I’ve been focusing on esoteric features of language design for a while. I thought it might be nice to take a detour and explore something eminently practical and easy to explain, for a change.
Let’s talk data and tables.
I don’t mean databases–relational or otherwise; I’m talking about tables of data in source code itself. Sooner or later, every coder uses them. We build jump tables, tables of unicode character attributes, tables of time zone properties, tables of html entities, tables of multipliers to use in hash functions, tables that map zip codes to states, tables of dispatch targets, tables that tell us the internet domain-name suffix for a particular country name…
Depending on the language you’re using and the nature of your data, you might code such tables using arrays, structs, enums, dictionaries, hash maps, and so forth.
I think this is a mediocre solution, at best. Shouldn’t programmers work on funner stuff, like “traveling salesman” problems? :-)
What’s wrong with how we code tables?
What’s wrong? In a word, the fact that we have to code them at all–that’s what.

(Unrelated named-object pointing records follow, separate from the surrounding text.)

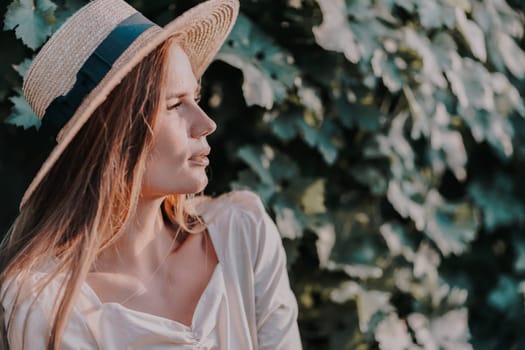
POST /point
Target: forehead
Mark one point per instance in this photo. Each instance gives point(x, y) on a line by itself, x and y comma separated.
point(180, 77)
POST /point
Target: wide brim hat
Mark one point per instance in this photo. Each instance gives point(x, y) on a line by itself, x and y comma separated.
point(90, 54)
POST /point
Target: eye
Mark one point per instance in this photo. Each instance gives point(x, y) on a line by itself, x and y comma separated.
point(178, 104)
point(175, 106)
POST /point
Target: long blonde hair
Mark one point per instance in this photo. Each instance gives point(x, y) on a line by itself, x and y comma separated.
point(81, 205)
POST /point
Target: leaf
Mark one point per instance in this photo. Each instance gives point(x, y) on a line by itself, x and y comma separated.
point(270, 165)
point(392, 334)
point(335, 33)
point(519, 262)
point(267, 68)
point(370, 176)
point(449, 331)
point(436, 13)
point(496, 198)
point(367, 117)
point(32, 20)
point(511, 53)
point(387, 71)
point(426, 262)
point(312, 199)
point(422, 45)
point(395, 238)
point(450, 225)
point(504, 296)
point(449, 142)
point(22, 114)
point(288, 222)
point(472, 34)
point(370, 302)
point(326, 138)
point(283, 125)
point(470, 82)
point(325, 242)
point(247, 180)
point(23, 67)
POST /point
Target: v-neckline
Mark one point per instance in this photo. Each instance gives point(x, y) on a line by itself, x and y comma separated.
point(215, 275)
point(217, 270)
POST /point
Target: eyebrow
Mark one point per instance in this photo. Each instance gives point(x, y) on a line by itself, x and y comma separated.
point(182, 94)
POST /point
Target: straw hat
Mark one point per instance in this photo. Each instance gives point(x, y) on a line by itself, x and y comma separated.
point(93, 51)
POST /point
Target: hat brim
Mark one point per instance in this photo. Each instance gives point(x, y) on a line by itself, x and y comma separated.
point(203, 29)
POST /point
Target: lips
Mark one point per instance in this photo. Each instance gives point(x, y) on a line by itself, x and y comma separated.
point(201, 158)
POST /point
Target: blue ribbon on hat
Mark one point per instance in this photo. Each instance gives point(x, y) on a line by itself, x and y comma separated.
point(62, 108)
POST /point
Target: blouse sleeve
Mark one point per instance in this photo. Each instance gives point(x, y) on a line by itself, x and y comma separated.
point(276, 306)
point(37, 328)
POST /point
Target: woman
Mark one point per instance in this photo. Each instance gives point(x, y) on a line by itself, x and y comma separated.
point(110, 249)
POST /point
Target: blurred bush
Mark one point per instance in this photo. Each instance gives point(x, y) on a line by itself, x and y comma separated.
point(387, 138)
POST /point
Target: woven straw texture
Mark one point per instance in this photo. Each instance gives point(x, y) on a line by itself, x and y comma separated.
point(202, 30)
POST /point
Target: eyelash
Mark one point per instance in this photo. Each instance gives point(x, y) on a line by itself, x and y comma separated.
point(177, 105)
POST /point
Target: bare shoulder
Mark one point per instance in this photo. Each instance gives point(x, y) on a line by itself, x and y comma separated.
point(245, 204)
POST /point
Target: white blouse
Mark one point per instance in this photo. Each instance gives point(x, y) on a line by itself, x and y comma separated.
point(247, 304)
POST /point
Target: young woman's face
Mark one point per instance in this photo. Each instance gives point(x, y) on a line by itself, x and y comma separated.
point(178, 158)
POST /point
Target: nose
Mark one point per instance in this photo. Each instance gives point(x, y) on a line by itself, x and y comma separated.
point(203, 125)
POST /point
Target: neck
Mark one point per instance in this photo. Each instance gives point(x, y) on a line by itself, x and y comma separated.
point(145, 242)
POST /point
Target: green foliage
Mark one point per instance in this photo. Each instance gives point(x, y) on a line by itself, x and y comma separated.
point(387, 139)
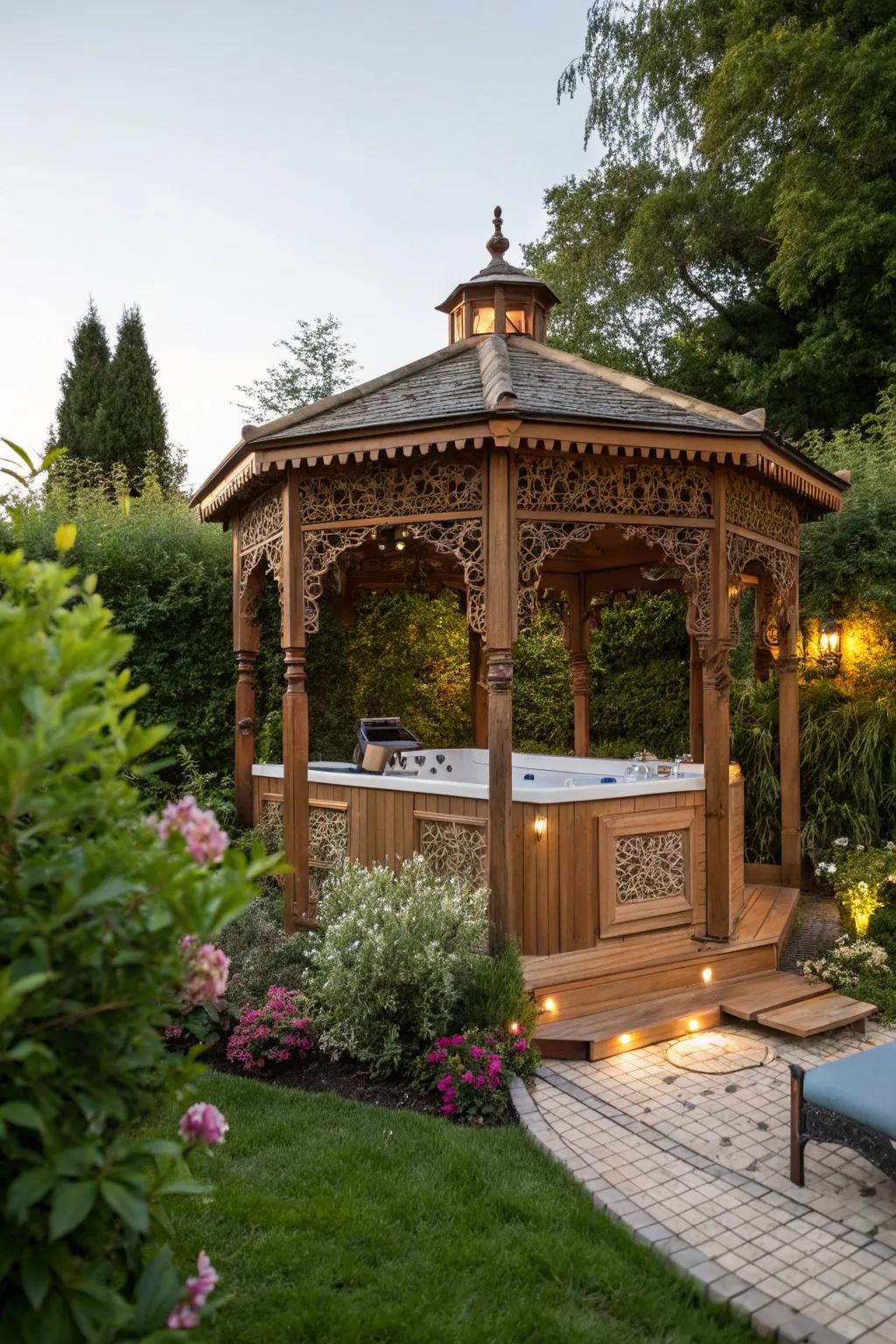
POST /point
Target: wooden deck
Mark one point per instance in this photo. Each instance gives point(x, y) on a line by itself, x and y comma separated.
point(653, 987)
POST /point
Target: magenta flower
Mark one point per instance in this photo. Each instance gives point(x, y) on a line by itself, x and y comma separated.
point(200, 1285)
point(206, 842)
point(207, 975)
point(183, 1318)
point(205, 1123)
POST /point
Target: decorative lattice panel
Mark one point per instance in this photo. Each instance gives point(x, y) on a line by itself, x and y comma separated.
point(321, 553)
point(601, 486)
point(652, 867)
point(454, 848)
point(762, 509)
point(261, 538)
point(430, 486)
point(685, 549)
point(537, 541)
point(326, 835)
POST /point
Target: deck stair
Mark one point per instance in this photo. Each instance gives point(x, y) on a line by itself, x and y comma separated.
point(775, 999)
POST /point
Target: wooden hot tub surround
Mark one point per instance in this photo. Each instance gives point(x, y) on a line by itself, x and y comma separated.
point(512, 468)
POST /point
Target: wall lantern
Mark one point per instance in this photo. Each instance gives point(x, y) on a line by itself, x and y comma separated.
point(830, 644)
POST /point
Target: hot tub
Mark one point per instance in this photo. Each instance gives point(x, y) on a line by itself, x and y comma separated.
point(595, 857)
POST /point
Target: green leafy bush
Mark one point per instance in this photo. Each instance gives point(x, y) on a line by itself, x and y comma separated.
point(393, 956)
point(92, 909)
point(261, 953)
point(494, 993)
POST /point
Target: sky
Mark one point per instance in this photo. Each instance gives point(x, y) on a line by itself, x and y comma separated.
point(233, 167)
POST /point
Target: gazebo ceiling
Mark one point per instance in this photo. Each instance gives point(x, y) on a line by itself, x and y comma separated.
point(542, 396)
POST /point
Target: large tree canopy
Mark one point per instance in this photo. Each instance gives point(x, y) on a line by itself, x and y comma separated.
point(739, 235)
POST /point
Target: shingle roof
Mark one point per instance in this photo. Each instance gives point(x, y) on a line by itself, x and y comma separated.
point(542, 385)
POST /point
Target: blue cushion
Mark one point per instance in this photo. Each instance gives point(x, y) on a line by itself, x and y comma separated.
point(861, 1086)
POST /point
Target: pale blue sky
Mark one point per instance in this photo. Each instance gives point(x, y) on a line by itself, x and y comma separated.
point(234, 165)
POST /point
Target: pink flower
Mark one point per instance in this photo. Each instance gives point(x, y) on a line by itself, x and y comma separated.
point(200, 1285)
point(183, 1318)
point(207, 976)
point(206, 842)
point(203, 1121)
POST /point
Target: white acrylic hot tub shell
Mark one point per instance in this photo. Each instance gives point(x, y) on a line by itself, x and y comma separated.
point(464, 773)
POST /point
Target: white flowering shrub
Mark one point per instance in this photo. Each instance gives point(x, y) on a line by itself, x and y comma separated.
point(391, 960)
point(848, 962)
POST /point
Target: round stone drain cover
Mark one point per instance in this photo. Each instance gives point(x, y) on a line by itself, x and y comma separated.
point(718, 1053)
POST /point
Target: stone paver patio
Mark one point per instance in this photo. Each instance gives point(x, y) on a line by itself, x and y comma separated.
point(697, 1164)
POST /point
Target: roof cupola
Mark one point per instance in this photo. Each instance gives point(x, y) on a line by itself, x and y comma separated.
point(500, 300)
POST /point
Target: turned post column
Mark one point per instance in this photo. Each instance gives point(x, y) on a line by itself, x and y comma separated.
point(296, 894)
point(500, 620)
point(578, 641)
point(717, 724)
point(788, 744)
point(479, 699)
point(762, 659)
point(695, 702)
point(246, 639)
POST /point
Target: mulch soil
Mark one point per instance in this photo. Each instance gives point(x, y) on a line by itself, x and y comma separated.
point(341, 1077)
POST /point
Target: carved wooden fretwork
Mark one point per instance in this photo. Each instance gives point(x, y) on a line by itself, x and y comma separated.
point(261, 538)
point(780, 567)
point(687, 549)
point(454, 848)
point(601, 486)
point(320, 553)
point(537, 541)
point(762, 509)
point(430, 486)
point(464, 541)
point(271, 824)
point(650, 867)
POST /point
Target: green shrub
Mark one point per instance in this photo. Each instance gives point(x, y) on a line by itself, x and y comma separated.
point(542, 689)
point(92, 910)
point(881, 929)
point(261, 953)
point(393, 956)
point(494, 993)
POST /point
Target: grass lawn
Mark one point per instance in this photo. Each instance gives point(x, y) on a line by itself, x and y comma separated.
point(339, 1222)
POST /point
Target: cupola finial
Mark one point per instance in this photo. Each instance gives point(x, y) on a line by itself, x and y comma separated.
point(497, 243)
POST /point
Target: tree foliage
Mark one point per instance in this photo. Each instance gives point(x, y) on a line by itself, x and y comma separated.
point(318, 363)
point(82, 386)
point(92, 910)
point(739, 237)
point(112, 411)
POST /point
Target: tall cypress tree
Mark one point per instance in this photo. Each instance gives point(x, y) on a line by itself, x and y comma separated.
point(130, 425)
point(82, 383)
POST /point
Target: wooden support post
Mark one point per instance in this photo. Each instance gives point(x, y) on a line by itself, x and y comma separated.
point(762, 659)
point(696, 702)
point(298, 906)
point(500, 620)
point(717, 726)
point(788, 744)
point(246, 637)
point(578, 641)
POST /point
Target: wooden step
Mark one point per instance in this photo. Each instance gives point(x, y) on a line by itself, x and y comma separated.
point(817, 1015)
point(747, 1002)
point(660, 1018)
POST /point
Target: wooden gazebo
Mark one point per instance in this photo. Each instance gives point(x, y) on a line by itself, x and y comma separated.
point(508, 466)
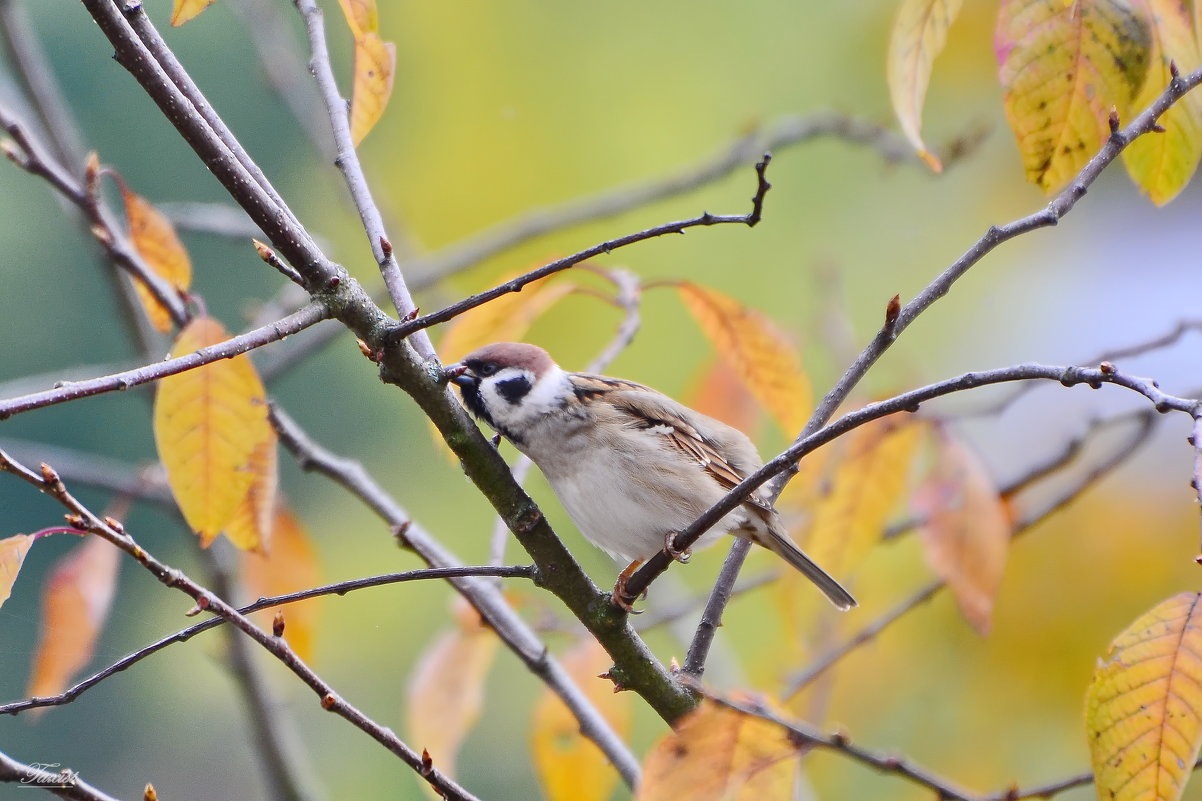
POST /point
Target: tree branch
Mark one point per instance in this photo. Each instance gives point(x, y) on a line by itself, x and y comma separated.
point(48, 482)
point(938, 288)
point(309, 315)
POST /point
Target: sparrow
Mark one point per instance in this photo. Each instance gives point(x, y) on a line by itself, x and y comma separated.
point(630, 466)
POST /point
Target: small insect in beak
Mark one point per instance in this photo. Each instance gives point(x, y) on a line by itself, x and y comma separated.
point(460, 375)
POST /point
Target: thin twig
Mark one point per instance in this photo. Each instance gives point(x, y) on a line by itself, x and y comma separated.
point(611, 202)
point(516, 284)
point(807, 735)
point(481, 593)
point(1124, 450)
point(347, 160)
point(938, 288)
point(49, 482)
point(337, 588)
point(309, 315)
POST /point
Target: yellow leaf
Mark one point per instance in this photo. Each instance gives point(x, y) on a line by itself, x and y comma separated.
point(867, 486)
point(188, 10)
point(75, 605)
point(250, 528)
point(208, 423)
point(965, 529)
point(506, 319)
point(1161, 164)
point(761, 355)
point(571, 767)
point(1143, 705)
point(446, 689)
point(12, 555)
point(375, 63)
point(918, 34)
point(154, 237)
point(1064, 65)
point(362, 16)
point(720, 753)
point(290, 567)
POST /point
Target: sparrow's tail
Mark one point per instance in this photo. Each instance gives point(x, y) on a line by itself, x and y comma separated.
point(784, 546)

If all the tables in our code had half a dozen items, the awkwardness of codifying them might not matter so much. But tabular data in code is often large, awkward, and difficult to format correctly. We rarely receive it expressed in a syntax that makes lexers happy.
I recently spent time writing a python script to reformat a 100 KLOC .cpp file that contained generated unicode ngram definitions represented as strings. The strings included bytes > 0x80 and < 0x20, and the compiler was refusing to process the file because it could tell the “source code” wasn’t ASCII.
I’m not sure how many hours I’ve spent doing regex search/replace to put quotes around strings that I copied/pasted from a table on a web page somewhere–but the tally is large. I’ve fiddled with smart quotes, tweaked project defs to declare code pages for my source, line-wrapped by hand across hundreds of lines of data, debugged missing escape sequences due to embedded backslashes, added and subtracted commas and curly braces and line continuations, and all kinds of similar fiddle work.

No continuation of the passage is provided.